Internet users put a lot of faith in companies and services when they allow them to use and store their sensitive data. Each time a user creates a new account online, they are required to create a new username and password and may be asked for other personal information. I, for example, have numerous online bank accounts and I am not too keen on the idea of this information getting into the wrong hands. It's imperative that we as developers prioritize the safety and security of user data when developing new applications. Authentication and authorization can be thought of as the first step in safe handling of user data. User authentication and authorization is a means of confirming the identify of users and ensuring they are accessing the correct resources while online:
When I go online to check my bank balance, the bank's website will prompt me to enter my login credentials. The bank will use this information with its authentication server to verify my identity. I don't want any schmuck off the street to imitate me online and have access to my account. Authentication is typically handled using a unique username and password. When I first create my account at the bank, I will be prompted to choose a username that hasn't already been chosen by another user at that bank. Think of the potential headaches if multiple users had an identical username. Once I've come up with the perfect username, I must choose a password that follows the site's password guidelines (note: please don't use password1234 for every website you visit). The bank will most likely ask for additional sensitive information to verify the user's identity, including an address or social security number. Once the bank has gathered this information, it will confirm the user's identity and allow them to access accounts through a secure login.

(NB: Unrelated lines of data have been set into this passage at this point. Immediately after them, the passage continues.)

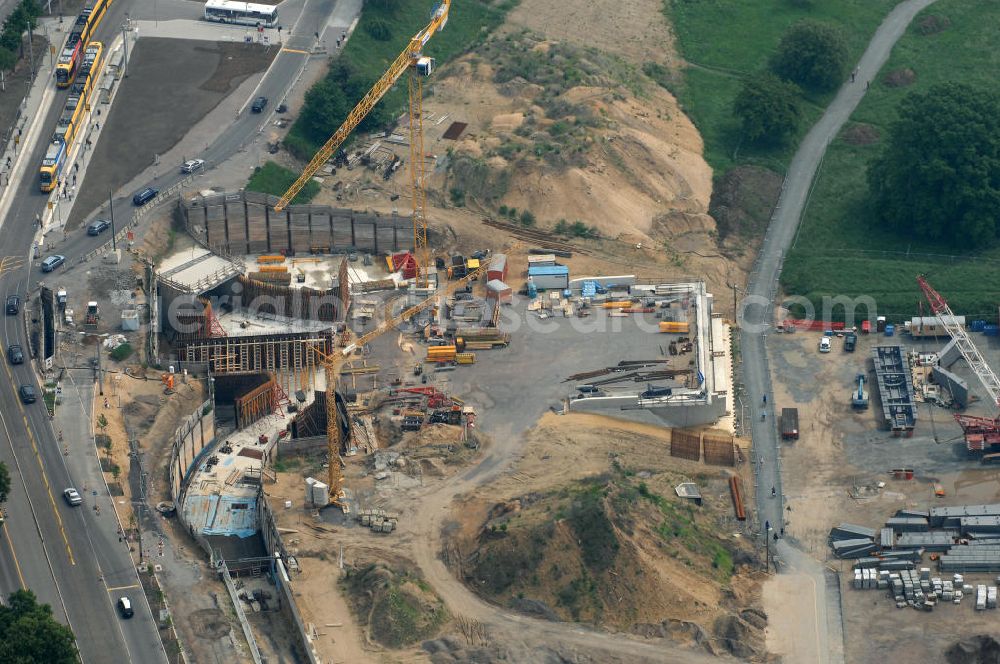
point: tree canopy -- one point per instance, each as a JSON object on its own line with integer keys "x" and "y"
{"x": 30, "y": 635}
{"x": 813, "y": 55}
{"x": 768, "y": 108}
{"x": 938, "y": 177}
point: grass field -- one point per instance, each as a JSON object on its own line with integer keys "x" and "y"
{"x": 840, "y": 250}
{"x": 724, "y": 40}
{"x": 469, "y": 22}
{"x": 275, "y": 180}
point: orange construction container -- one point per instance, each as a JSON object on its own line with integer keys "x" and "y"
{"x": 674, "y": 328}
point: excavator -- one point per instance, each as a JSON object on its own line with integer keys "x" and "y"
{"x": 333, "y": 363}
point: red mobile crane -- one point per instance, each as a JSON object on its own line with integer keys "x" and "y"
{"x": 980, "y": 432}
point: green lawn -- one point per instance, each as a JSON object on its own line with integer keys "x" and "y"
{"x": 840, "y": 249}
{"x": 469, "y": 22}
{"x": 724, "y": 40}
{"x": 275, "y": 180}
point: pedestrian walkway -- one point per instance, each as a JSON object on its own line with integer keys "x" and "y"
{"x": 757, "y": 312}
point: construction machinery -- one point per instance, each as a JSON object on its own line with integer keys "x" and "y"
{"x": 859, "y": 397}
{"x": 413, "y": 60}
{"x": 980, "y": 432}
{"x": 333, "y": 364}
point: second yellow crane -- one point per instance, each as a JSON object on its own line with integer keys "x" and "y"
{"x": 412, "y": 59}
{"x": 333, "y": 363}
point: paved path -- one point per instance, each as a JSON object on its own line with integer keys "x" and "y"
{"x": 757, "y": 311}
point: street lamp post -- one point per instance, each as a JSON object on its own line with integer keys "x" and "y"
{"x": 125, "y": 43}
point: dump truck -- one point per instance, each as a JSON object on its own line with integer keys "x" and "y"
{"x": 790, "y": 423}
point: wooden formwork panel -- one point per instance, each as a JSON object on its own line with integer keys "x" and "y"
{"x": 720, "y": 451}
{"x": 342, "y": 232}
{"x": 685, "y": 445}
{"x": 301, "y": 234}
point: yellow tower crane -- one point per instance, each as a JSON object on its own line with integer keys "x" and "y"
{"x": 411, "y": 59}
{"x": 334, "y": 362}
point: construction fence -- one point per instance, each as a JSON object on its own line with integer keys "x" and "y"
{"x": 245, "y": 222}
{"x": 191, "y": 438}
{"x": 719, "y": 449}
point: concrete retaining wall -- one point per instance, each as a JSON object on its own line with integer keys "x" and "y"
{"x": 244, "y": 222}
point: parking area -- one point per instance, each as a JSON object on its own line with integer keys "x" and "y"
{"x": 171, "y": 85}
{"x": 840, "y": 471}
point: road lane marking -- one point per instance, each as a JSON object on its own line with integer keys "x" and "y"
{"x": 17, "y": 565}
{"x": 41, "y": 465}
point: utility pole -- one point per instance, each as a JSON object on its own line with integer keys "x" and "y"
{"x": 31, "y": 53}
{"x": 111, "y": 206}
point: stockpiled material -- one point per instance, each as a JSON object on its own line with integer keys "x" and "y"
{"x": 670, "y": 327}
{"x": 846, "y": 531}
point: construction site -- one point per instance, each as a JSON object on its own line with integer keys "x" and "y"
{"x": 360, "y": 390}
{"x": 890, "y": 476}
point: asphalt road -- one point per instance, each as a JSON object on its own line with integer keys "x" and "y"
{"x": 71, "y": 557}
{"x": 248, "y": 126}
{"x": 756, "y": 308}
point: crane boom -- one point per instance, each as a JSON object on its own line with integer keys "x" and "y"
{"x": 963, "y": 342}
{"x": 403, "y": 61}
{"x": 334, "y": 362}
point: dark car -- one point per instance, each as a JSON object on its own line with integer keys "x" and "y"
{"x": 144, "y": 196}
{"x": 15, "y": 354}
{"x": 125, "y": 607}
{"x": 28, "y": 394}
{"x": 98, "y": 226}
{"x": 52, "y": 262}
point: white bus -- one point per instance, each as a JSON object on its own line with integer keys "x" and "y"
{"x": 241, "y": 13}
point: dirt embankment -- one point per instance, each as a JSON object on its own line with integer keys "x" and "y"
{"x": 614, "y": 546}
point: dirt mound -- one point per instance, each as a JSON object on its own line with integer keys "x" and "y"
{"x": 613, "y": 552}
{"x": 743, "y": 199}
{"x": 933, "y": 24}
{"x": 900, "y": 78}
{"x": 861, "y": 134}
{"x": 981, "y": 649}
{"x": 570, "y": 133}
{"x": 398, "y": 608}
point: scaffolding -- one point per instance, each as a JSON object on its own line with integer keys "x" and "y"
{"x": 267, "y": 353}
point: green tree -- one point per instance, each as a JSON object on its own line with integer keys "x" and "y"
{"x": 4, "y": 482}
{"x": 29, "y": 633}
{"x": 768, "y": 108}
{"x": 812, "y": 54}
{"x": 7, "y": 59}
{"x": 323, "y": 111}
{"x": 938, "y": 177}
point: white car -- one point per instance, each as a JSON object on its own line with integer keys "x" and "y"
{"x": 192, "y": 165}
{"x": 72, "y": 497}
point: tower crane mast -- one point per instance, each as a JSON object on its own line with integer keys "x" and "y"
{"x": 411, "y": 59}
{"x": 334, "y": 362}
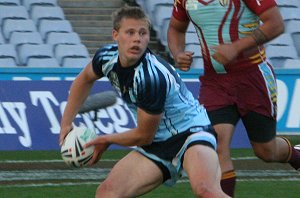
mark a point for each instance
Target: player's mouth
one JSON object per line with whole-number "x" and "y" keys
{"x": 135, "y": 50}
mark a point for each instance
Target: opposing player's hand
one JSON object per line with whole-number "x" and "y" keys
{"x": 63, "y": 133}
{"x": 184, "y": 60}
{"x": 100, "y": 147}
{"x": 224, "y": 53}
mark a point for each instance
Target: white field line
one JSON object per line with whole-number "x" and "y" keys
{"x": 102, "y": 160}
{"x": 99, "y": 174}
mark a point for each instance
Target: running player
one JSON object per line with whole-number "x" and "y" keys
{"x": 173, "y": 132}
{"x": 238, "y": 81}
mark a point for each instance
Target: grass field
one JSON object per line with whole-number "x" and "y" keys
{"x": 42, "y": 174}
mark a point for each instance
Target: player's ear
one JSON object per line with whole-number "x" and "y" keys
{"x": 115, "y": 34}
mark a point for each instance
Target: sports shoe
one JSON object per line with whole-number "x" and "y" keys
{"x": 297, "y": 148}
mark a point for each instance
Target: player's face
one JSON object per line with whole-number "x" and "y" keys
{"x": 132, "y": 38}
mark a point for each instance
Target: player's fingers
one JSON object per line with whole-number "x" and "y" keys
{"x": 95, "y": 157}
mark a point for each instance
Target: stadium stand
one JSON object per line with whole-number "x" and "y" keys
{"x": 48, "y": 26}
{"x": 20, "y": 38}
{"x": 12, "y": 12}
{"x": 75, "y": 62}
{"x": 29, "y": 4}
{"x": 28, "y": 51}
{"x": 90, "y": 20}
{"x": 43, "y": 62}
{"x": 56, "y": 38}
{"x": 8, "y": 51}
{"x": 64, "y": 51}
{"x": 10, "y": 2}
{"x": 17, "y": 25}
{"x": 39, "y": 13}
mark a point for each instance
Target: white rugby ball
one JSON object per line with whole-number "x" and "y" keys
{"x": 72, "y": 150}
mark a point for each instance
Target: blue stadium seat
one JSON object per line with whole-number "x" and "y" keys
{"x": 70, "y": 51}
{"x": 8, "y": 51}
{"x": 12, "y": 12}
{"x": 42, "y": 62}
{"x": 7, "y": 62}
{"x": 17, "y": 25}
{"x": 39, "y": 13}
{"x": 20, "y": 38}
{"x": 56, "y": 38}
{"x": 48, "y": 26}
{"x": 10, "y": 2}
{"x": 29, "y": 4}
{"x": 28, "y": 51}
{"x": 75, "y": 62}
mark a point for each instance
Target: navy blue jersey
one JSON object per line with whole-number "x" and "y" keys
{"x": 153, "y": 85}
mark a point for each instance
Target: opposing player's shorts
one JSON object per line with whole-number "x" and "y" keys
{"x": 168, "y": 155}
{"x": 249, "y": 90}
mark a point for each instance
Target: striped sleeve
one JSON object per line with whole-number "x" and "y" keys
{"x": 151, "y": 87}
{"x": 259, "y": 6}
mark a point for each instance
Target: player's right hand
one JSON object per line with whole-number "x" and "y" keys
{"x": 63, "y": 133}
{"x": 183, "y": 60}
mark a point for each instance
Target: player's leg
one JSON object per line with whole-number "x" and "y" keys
{"x": 132, "y": 176}
{"x": 224, "y": 121}
{"x": 262, "y": 134}
{"x": 202, "y": 167}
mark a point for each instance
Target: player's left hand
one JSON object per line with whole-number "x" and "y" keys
{"x": 224, "y": 53}
{"x": 100, "y": 147}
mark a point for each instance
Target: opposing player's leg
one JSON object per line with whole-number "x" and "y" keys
{"x": 262, "y": 134}
{"x": 205, "y": 177}
{"x": 224, "y": 121}
{"x": 132, "y": 176}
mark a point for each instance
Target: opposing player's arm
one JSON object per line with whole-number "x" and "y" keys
{"x": 272, "y": 26}
{"x": 79, "y": 91}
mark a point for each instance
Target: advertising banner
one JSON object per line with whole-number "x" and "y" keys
{"x": 30, "y": 112}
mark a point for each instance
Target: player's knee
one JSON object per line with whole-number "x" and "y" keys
{"x": 202, "y": 189}
{"x": 266, "y": 155}
{"x": 105, "y": 190}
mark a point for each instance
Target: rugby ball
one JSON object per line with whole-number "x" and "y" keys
{"x": 72, "y": 150}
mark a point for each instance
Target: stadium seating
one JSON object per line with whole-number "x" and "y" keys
{"x": 7, "y": 62}
{"x": 28, "y": 51}
{"x": 17, "y": 25}
{"x": 56, "y": 38}
{"x": 42, "y": 62}
{"x": 75, "y": 62}
{"x": 29, "y": 4}
{"x": 64, "y": 51}
{"x": 10, "y": 2}
{"x": 39, "y": 13}
{"x": 20, "y": 38}
{"x": 13, "y": 12}
{"x": 8, "y": 51}
{"x": 48, "y": 26}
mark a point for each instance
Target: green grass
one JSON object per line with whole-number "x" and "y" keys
{"x": 245, "y": 189}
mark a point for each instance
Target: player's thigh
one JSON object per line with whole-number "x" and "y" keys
{"x": 202, "y": 166}
{"x": 134, "y": 175}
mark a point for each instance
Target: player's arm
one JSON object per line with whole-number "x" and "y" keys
{"x": 143, "y": 134}
{"x": 79, "y": 91}
{"x": 272, "y": 26}
{"x": 176, "y": 43}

Now that I have created an account (and trusted an online bank with my precious information), I can use my authentication credentials to access my bank account. After struggling to remember my password, I'm finally logged in. Great! The bank has authenticated my identity and knows who I am. What happens now? The answer is that authorization takes the baton from authentication. In the same way that we don't want anyone to access our bank accounts, we don't want other authenticated users on the bank's site to be able to access our private information. Authorization is used to inhibit users from accessing resources and information that does not pertain to them. A user shouldn't be able to login and see their neighbor's bank account balance (unless their neighbor was kind enough to offer up their credentials). Authorization applies restrictions to the application that ensure the server is responding with resources that only I am allowed to see and use.
What is OAuth?
OAuth stands for open authorization and it is a standardized protocol that developers can use to allow the sharing of private user data without sharing usernames and passwords across web applications and services. OAuth 2.0 was released in 2012 and is not backwards compatible with the original OAuth. OAuth 2.0 relies on the passing of request tokens and access tokens that authenticate the identity of the user and allow an application to access resources on behalf of that user. OAuth 2.0 provides a workflow that developers can follow to integrate third-party authentication into their applications. The general flow of OAuth is as follows:
The app asks for the user's permission to access a service on the user's behalf (i.e. their Google Account).
With the user's consent, the app now asks Google for a request token. Google will respond with a request token that gets passed back to the User.
The user will be prompted to login to their Google account, which will authorize the request token and send the authorized request token back to the app.
The app will now send the authorized request token to Google and say, "Hey look, this user has been authenticated and I can access resources on their behalf"
Finally, Google will respond with an authorization token that grants the app permission to use the client's resources. This authorization token is passed back and forth between the app and Google each time the app needs to access a resource.
In order to emphasize the utility of OAuth, let's continue with our bank example. Say I have just downloaded a new app that lets me keep all of my personal finance information in one place. This app allows me to track my monthly spending by connecting all of my bank and credit card accounts and accessing their balances and statements. Although I may trust this finance app, it's probably not the best idea to give them the credentials for all of my banks and other accounts. If I were to provide this app with the usernames and passwords for each of my bank accounts, they are now sitting on the company's servers somewhere waiting to be exploited. A better option would be to have my bank authorize the application and allow it to view my balances and transactions while never handing over my credentials. The beauty of OAuth is that it reduces the need for users to create accounts at every site they visit and greatly cuts down on the amount of personal information floating around on the internet.
I hope that my brief introduction to authentication, authorization, and OAuth clears up some of the confusion surrounding these topics. I look forward to implementing OAuth into my future applications as it is a great tool to protect users and improve user satisfaction!